If you’re smaller than that it might be a gateway for her to explore bigger sizes because they make WAY bigger than that. As an example the most recommended penis sleeve size on Reddit is 8” with 6.67” girth.

😱


----------



## Anastasia6 (May 28, 2017)

Look only your wife can answer the real question you have.....

the girth is a little bigger than average and the color most likely means nothing.
Black doesn't stand out or isn't obvious.
I have a red toy and it's just too bright. Draws your eye in the bedside stand.


----------



## Gfb (Feb 21, 2016)

Hi tank you go


Anastasia6 said:


> Look only your wife can answer the real question you have.....
> 
> the girth is a little bigger than average and the color most likely means nothing.
> Black doesn't stand out or isn't obvious.
> I have a red toy and it's just too bright. Draws your eye in the bedside stand.


r your reply, can I ask what you mean by the real question I have ?


----------



## Gfb (Feb 21, 2016)

Gfb said:


> Hi tank you go
> 
> r your reply, can I ask what you mean by the real question I have ?


Sorry that was meant to say thank you for your reply


----------



## Benbutton (Oct 3, 2019)

There was a study using 3d cylindrical shapes of varying sizes with respect to length and girth. The average chosen by women measured 6.3 in length and 4.8 in circumference. There have also been studies that suggest women prefer girth over length, so it comes as no surprise to me that your wife chose 5.25. Now go have fun.


----------



## Gfb (Feb 21, 2016)

Benbutton said:


> There was a study using 3d cylindrical shapes of varying sizes with respect to length and girth. The average chosen by women measured 6.3 in length and 4.8 in circumference. There have also been studies that suggest women prefer girth over length, so it comes as no surprise to me that your wife chose 5.25. Now go have fun.
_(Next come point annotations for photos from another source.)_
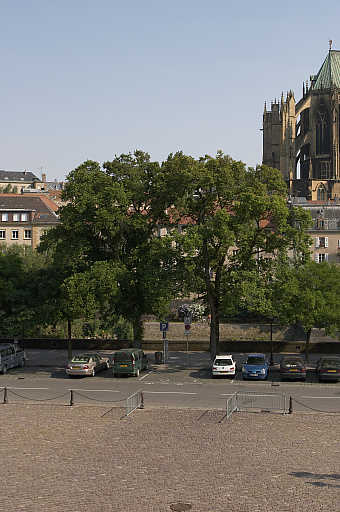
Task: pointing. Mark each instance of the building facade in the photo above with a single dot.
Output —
(23, 218)
(302, 139)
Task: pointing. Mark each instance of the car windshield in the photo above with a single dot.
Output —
(329, 363)
(292, 362)
(81, 359)
(123, 357)
(223, 362)
(255, 360)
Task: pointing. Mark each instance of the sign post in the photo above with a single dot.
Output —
(164, 328)
(187, 332)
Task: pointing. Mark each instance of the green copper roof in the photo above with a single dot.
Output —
(329, 72)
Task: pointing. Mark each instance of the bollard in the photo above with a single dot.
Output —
(142, 400)
(290, 405)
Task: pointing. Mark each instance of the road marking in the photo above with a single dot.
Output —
(27, 389)
(323, 397)
(145, 376)
(171, 392)
(95, 390)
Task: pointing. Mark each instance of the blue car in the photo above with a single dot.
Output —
(255, 367)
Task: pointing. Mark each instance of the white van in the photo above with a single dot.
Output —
(11, 355)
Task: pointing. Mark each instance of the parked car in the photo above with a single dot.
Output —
(292, 367)
(223, 366)
(328, 368)
(255, 367)
(129, 361)
(87, 364)
(11, 355)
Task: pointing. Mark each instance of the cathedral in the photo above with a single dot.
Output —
(302, 139)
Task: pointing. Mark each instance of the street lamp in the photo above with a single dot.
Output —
(271, 361)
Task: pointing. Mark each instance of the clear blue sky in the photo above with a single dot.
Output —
(91, 79)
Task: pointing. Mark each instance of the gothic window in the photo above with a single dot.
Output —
(321, 193)
(322, 130)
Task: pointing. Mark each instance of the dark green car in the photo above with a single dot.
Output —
(129, 361)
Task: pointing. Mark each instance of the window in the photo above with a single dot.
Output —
(321, 241)
(321, 257)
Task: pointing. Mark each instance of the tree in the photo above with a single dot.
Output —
(108, 229)
(236, 221)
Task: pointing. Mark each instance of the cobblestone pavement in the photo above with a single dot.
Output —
(59, 458)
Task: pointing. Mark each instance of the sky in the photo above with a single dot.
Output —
(92, 79)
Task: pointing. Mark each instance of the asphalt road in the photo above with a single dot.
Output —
(172, 388)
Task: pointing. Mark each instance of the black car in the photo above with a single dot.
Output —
(292, 367)
(328, 368)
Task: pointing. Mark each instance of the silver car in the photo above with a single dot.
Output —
(11, 355)
(87, 364)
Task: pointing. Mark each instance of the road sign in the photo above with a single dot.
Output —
(164, 326)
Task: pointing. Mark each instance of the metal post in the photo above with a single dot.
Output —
(142, 400)
(271, 361)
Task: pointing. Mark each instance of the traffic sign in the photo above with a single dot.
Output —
(164, 326)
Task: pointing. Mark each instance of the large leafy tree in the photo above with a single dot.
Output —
(108, 230)
(236, 224)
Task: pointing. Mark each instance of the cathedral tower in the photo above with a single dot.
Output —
(302, 139)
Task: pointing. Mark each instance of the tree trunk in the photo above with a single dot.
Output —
(69, 332)
(309, 332)
(138, 331)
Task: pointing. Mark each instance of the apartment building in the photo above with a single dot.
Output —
(24, 218)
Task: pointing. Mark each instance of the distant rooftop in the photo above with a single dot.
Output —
(18, 176)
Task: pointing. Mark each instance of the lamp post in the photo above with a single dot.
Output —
(271, 361)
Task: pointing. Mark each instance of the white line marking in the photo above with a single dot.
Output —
(323, 397)
(171, 392)
(145, 376)
(27, 389)
(94, 390)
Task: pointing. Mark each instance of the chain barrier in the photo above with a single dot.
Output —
(72, 392)
(307, 407)
(96, 399)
Very informative thank you


----------



## happyhusband0005 (May 4, 2018)

I wouldn't be concerned if she is gravitating towards larger than you. They make kits for you to make your own dildo using yourself to cast it. But whats the point of a toy that isn't different than what she is use to.


----------



## Anastasia6 (May 28, 2017)

Gfb said:


> Sorry that was meant to say thank you for your reply


Well I think your real question is how this effects you. Does it mean you aren't enough. Most men are insecure about size. My answer would be no it doesn't mean anything but only your wife would know.

I would suggest using a butt plug for her during sex. It closes up the vagina a little and makes things rub more in addition to the anal sensation.


----------



## Gfb (Feb 21, 2016)

Anastasia6 said:


> Well I think your real question is how this effects you. Does it mean you aren't enough. Most men are insecure about size. My answer would be no it doesn't mean anything but only your wife would know.
> 
> I would suggest using a butt plug for her during sex. It closes up the vagina a little and makes things rub more in addition to the anal sensation.


That’s good advise thank you


----------



## maquiscat (Aug 20, 2019)

happyhusband0005 said:


> But whats the point of a toy that isn't different than what she is use to.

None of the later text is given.